We note that the apparent best reply to g1f3 is e7e5, which yields an advantage to White of 24 Elo points; the best reply to e2e3 is d7d6, which is worth 54 Elo points to White; and the best reply to g1h3 is e7e6, which yields 16 Elo points. While our analysis of White's openings indicated that g1h3 is the best opening, this appears to be due to suboptimal replies from Black.

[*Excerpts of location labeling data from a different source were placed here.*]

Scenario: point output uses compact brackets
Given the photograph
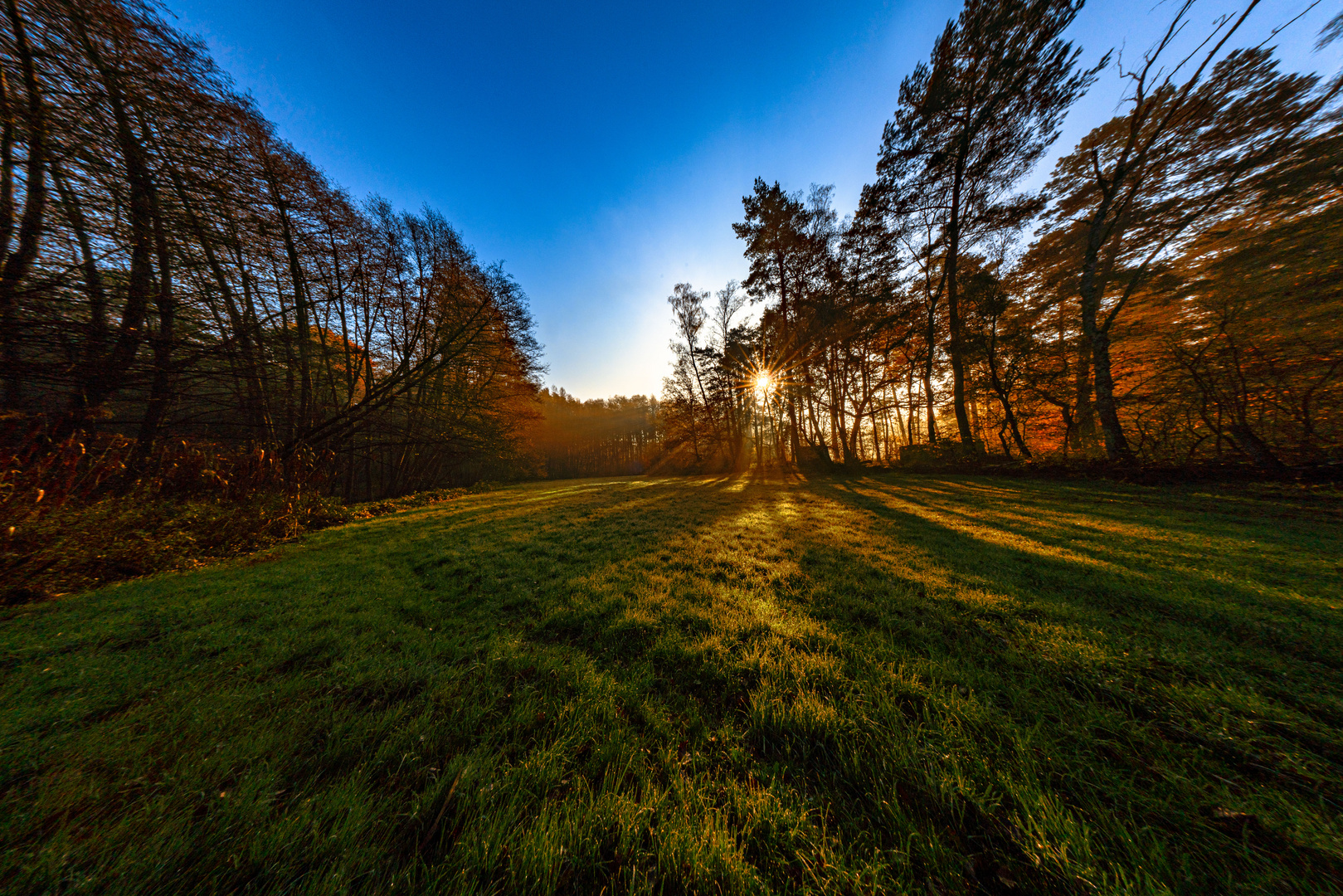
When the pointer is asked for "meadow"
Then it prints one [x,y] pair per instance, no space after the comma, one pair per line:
[869,684]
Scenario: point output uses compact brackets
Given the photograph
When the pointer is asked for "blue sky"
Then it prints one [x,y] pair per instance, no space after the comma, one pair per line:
[602,149]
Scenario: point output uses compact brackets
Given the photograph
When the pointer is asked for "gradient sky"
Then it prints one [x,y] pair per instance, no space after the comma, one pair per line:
[602,149]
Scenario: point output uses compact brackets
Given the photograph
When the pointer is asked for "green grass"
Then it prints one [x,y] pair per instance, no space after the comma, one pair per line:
[853,685]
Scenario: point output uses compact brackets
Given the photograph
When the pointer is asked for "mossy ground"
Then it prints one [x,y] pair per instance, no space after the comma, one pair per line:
[846,685]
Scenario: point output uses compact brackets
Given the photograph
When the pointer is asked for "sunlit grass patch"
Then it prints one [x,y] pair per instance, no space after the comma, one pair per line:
[870,684]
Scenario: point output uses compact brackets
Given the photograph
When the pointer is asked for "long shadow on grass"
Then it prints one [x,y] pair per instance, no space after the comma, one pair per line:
[1135,720]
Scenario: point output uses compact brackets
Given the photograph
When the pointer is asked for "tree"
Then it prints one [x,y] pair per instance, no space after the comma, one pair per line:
[970,124]
[1141,183]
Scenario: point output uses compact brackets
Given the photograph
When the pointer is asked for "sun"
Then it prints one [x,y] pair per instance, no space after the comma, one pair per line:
[763,383]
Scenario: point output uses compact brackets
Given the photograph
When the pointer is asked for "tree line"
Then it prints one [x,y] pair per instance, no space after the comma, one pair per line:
[1170,296]
[173,269]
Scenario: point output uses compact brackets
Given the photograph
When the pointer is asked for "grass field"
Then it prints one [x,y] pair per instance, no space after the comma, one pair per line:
[853,685]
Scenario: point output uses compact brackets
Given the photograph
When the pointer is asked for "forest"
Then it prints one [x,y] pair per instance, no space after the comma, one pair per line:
[983,539]
[173,270]
[1170,297]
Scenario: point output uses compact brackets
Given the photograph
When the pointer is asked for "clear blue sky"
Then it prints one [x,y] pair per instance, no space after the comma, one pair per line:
[602,149]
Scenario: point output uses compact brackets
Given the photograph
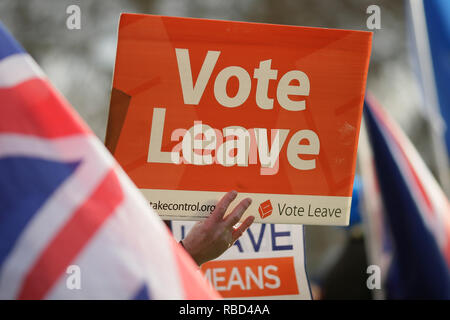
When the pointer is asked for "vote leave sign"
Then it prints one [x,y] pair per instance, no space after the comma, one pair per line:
[202,107]
[266,262]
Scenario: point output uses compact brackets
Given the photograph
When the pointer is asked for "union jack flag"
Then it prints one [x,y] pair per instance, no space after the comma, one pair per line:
[64,201]
[409,213]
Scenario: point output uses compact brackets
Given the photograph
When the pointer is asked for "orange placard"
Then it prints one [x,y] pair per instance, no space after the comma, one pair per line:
[200,107]
[252,277]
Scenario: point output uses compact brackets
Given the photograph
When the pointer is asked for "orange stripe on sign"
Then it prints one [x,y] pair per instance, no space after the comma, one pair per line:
[72,238]
[252,277]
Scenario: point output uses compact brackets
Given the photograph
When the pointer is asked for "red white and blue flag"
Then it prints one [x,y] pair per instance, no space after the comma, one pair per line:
[416,213]
[64,202]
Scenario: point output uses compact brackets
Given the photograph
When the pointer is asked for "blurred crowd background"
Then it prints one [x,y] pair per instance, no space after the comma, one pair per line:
[80,63]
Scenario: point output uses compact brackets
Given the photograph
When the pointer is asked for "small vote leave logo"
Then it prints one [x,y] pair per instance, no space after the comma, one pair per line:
[265,209]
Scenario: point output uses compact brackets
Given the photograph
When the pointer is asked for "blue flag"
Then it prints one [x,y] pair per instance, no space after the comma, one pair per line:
[416,213]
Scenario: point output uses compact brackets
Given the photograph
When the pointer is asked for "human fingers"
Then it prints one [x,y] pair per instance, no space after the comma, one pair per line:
[237,233]
[223,205]
[237,213]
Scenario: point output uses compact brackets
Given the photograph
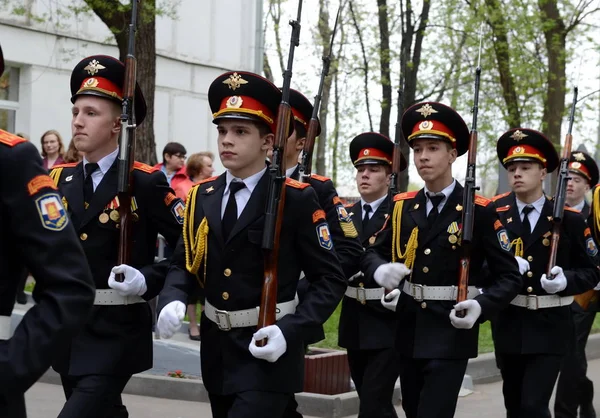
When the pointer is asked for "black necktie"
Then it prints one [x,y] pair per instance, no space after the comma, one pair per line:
[88,184]
[436,199]
[367,209]
[526,224]
[230,215]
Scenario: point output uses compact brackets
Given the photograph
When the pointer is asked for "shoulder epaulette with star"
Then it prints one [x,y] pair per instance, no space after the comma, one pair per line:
[295,184]
[144,167]
[405,195]
[500,196]
[319,177]
[9,139]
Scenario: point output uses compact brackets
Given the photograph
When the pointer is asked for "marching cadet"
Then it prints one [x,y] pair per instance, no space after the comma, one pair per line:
[222,247]
[574,390]
[422,241]
[533,333]
[343,232]
[35,233]
[367,328]
[116,341]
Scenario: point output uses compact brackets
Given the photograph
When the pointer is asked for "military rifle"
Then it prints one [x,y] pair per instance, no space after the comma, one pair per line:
[313,126]
[276,196]
[560,196]
[127,147]
[468,214]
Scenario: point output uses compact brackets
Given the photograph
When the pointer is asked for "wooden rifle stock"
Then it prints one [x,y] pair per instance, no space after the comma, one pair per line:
[127,148]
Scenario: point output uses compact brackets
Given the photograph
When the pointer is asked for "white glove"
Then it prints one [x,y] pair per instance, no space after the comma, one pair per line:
[523,265]
[170,319]
[473,309]
[134,283]
[390,275]
[390,300]
[558,284]
[275,347]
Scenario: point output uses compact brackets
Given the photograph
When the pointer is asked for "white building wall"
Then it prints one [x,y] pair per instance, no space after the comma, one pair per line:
[206,38]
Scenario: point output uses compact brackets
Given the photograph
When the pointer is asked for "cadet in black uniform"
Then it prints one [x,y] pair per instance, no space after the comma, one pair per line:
[343,232]
[367,328]
[35,233]
[533,333]
[117,340]
[422,241]
[574,390]
[222,247]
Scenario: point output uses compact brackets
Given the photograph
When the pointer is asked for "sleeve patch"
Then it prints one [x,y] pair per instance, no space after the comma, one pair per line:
[318,215]
[40,182]
[51,211]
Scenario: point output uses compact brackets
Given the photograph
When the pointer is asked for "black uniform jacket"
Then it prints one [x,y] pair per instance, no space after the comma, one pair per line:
[233,276]
[35,233]
[117,339]
[370,325]
[522,331]
[424,328]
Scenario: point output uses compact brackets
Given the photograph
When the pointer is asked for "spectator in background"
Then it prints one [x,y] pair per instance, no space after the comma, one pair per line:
[52,149]
[198,167]
[73,155]
[173,164]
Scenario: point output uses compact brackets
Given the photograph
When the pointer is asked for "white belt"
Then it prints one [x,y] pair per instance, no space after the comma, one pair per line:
[362,295]
[534,302]
[226,320]
[421,292]
[5,333]
[111,297]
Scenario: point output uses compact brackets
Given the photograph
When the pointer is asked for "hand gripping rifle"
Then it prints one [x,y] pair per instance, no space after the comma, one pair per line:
[468,215]
[561,190]
[309,145]
[127,147]
[276,196]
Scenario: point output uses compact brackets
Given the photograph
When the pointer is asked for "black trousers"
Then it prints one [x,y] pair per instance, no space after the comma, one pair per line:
[374,373]
[12,406]
[250,404]
[574,389]
[528,381]
[430,387]
[94,396]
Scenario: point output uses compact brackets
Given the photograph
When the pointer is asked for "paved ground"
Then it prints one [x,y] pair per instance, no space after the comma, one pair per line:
[45,401]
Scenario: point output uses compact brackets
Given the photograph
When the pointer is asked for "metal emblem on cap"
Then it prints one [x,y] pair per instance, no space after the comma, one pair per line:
[93,67]
[234,102]
[518,135]
[235,81]
[426,110]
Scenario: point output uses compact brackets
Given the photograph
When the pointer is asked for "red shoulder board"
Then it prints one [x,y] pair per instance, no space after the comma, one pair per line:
[144,167]
[296,184]
[482,201]
[206,180]
[405,195]
[500,196]
[319,177]
[10,139]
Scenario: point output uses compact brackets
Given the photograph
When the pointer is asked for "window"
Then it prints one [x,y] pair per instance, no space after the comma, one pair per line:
[9,98]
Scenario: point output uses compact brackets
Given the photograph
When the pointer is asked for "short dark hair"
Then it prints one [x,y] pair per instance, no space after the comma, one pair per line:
[173,148]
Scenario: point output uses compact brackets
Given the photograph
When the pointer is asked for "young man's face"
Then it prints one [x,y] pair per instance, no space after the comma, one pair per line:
[241,145]
[94,123]
[372,181]
[577,187]
[525,176]
[432,158]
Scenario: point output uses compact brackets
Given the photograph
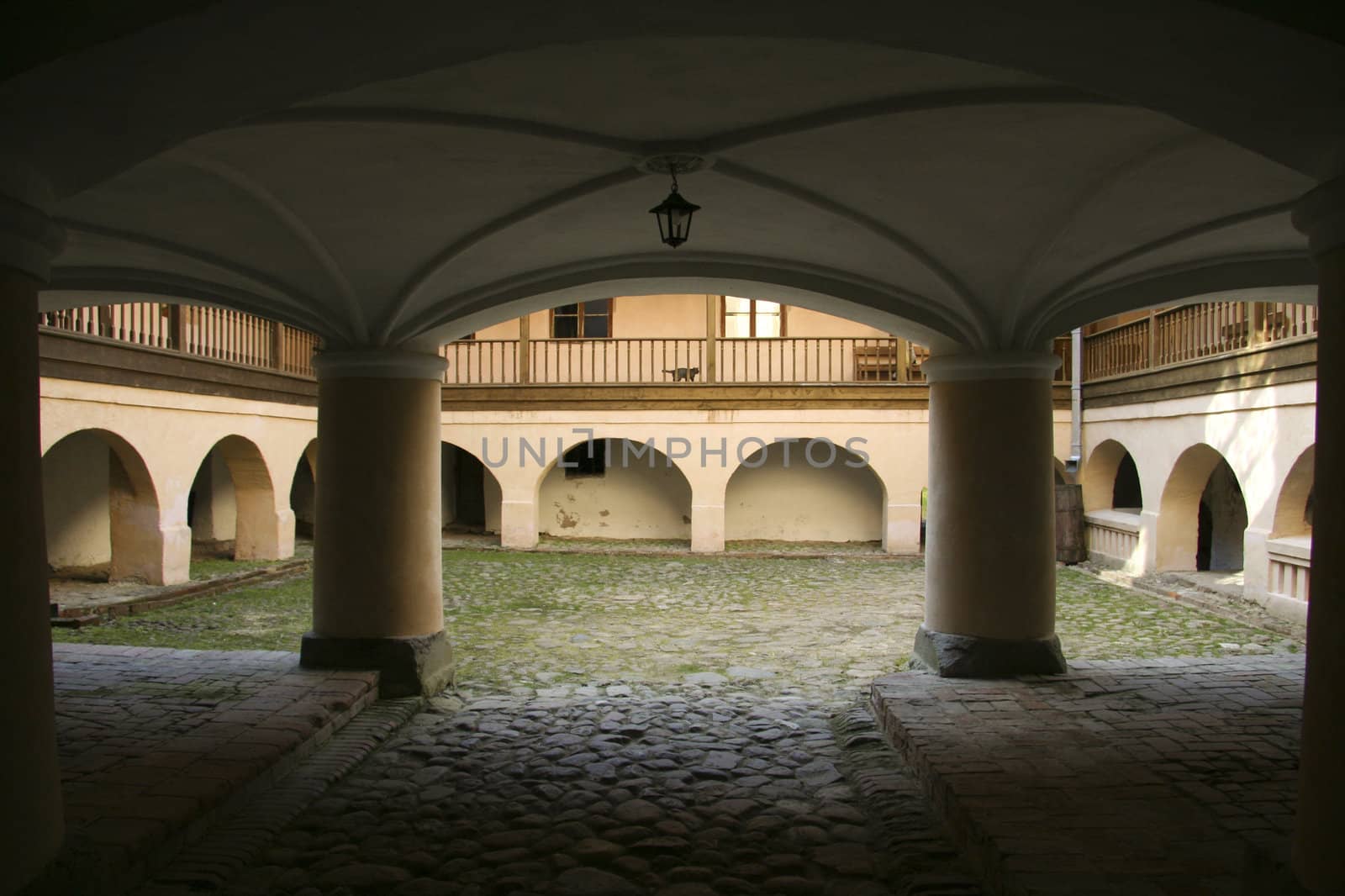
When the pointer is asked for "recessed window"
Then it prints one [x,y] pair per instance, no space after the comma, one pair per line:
[583,320]
[587,459]
[752,318]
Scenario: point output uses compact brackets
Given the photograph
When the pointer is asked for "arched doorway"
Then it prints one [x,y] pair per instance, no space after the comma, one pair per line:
[101,510]
[615,488]
[471,494]
[1203,514]
[232,505]
[804,490]
[303,493]
[1111,479]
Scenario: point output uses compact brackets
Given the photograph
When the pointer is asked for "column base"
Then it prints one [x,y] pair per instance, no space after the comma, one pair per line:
[977,656]
[407,667]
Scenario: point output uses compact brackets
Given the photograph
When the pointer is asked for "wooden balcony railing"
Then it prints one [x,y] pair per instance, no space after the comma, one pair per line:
[1192,333]
[804,360]
[217,334]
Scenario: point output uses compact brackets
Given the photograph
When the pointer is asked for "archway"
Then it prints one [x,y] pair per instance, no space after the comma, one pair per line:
[471,494]
[1295,506]
[1111,479]
[232,505]
[615,488]
[804,490]
[1203,514]
[101,510]
[303,492]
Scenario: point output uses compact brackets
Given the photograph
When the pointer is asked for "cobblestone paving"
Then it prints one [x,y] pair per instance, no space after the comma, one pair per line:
[622,790]
[659,724]
[151,739]
[820,623]
[1123,777]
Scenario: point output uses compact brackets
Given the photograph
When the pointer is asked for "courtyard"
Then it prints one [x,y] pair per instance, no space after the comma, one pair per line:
[627,721]
[556,623]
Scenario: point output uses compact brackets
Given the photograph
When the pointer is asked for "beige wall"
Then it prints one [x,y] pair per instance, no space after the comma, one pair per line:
[896,441]
[659,316]
[683,316]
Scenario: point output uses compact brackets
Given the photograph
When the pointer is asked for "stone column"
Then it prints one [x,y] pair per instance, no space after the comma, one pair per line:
[1318,857]
[31,825]
[990,539]
[378,569]
[708,526]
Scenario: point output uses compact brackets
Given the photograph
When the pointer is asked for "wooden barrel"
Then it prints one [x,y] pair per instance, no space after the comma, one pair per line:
[1069,524]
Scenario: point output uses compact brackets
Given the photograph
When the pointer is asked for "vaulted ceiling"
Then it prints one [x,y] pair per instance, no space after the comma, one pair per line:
[408,175]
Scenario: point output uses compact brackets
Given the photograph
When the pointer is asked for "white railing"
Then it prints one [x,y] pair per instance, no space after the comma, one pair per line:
[1290,561]
[217,334]
[1113,537]
[1192,333]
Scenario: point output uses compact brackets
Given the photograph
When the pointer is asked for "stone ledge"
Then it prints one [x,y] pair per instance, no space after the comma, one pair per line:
[408,667]
[974,656]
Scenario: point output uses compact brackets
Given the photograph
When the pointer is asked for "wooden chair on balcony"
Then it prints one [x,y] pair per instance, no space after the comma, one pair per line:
[878,363]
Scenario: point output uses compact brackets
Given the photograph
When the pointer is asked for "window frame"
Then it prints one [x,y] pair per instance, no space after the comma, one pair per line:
[580,315]
[752,318]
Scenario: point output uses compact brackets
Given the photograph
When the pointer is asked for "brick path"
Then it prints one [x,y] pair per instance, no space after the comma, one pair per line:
[1122,777]
[154,743]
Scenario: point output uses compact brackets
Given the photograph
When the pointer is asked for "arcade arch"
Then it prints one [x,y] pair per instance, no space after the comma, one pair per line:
[101,509]
[804,490]
[232,505]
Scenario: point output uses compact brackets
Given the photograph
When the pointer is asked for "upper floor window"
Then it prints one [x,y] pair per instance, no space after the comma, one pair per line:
[583,320]
[752,318]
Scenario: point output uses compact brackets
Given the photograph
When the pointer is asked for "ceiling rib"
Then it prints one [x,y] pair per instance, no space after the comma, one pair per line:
[288,219]
[975,320]
[1064,293]
[407,293]
[1084,199]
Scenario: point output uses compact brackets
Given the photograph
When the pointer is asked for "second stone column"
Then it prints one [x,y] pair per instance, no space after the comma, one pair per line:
[990,551]
[378,546]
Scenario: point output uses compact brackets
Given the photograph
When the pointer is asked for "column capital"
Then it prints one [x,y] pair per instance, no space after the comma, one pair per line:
[378,363]
[1320,214]
[990,365]
[29,237]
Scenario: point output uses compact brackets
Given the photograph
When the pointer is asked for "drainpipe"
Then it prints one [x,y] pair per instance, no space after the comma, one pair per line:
[1076,401]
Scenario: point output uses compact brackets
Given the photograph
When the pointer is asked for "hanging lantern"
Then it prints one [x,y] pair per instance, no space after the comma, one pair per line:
[674,215]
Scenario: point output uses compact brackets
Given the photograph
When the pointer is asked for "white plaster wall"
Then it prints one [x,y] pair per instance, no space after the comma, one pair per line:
[798,501]
[631,499]
[76,488]
[1261,434]
[171,432]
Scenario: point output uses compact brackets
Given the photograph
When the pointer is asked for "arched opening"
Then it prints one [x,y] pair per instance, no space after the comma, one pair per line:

To maximize the minimum reply from Black, White should apparently play e2e3.

I would take this analysis with a grain of salt. The response d7d6 to White's g1f3 looks very weak, with White taking Black's Queen and leaving Black's King very exposed. This suggests something very fishy with potential for big differences in optimal and average play in the responses.

Of course, there is also a horizon problem here. Just as the coefficient fits average over suboptimal play in Black's reply, our two level analysis ignores White's second move. In a future blog post I hope to perform a proper minimax analysis of openings, truncating the analysis when the data no longer supports different coefficient fits among the various possible moves, then minimaxing the values up. I also plan on performing a material value analysis, which is quite simple from the data available here. My early exploration suggests that the usual 1:3:3:5:9 point value system of Pawn, Knight, Bishop, Rook, Queen in traditional chess is not well calibrated to Atomic chess. Finally, I hope to catalog the many fool's mates and their frequency.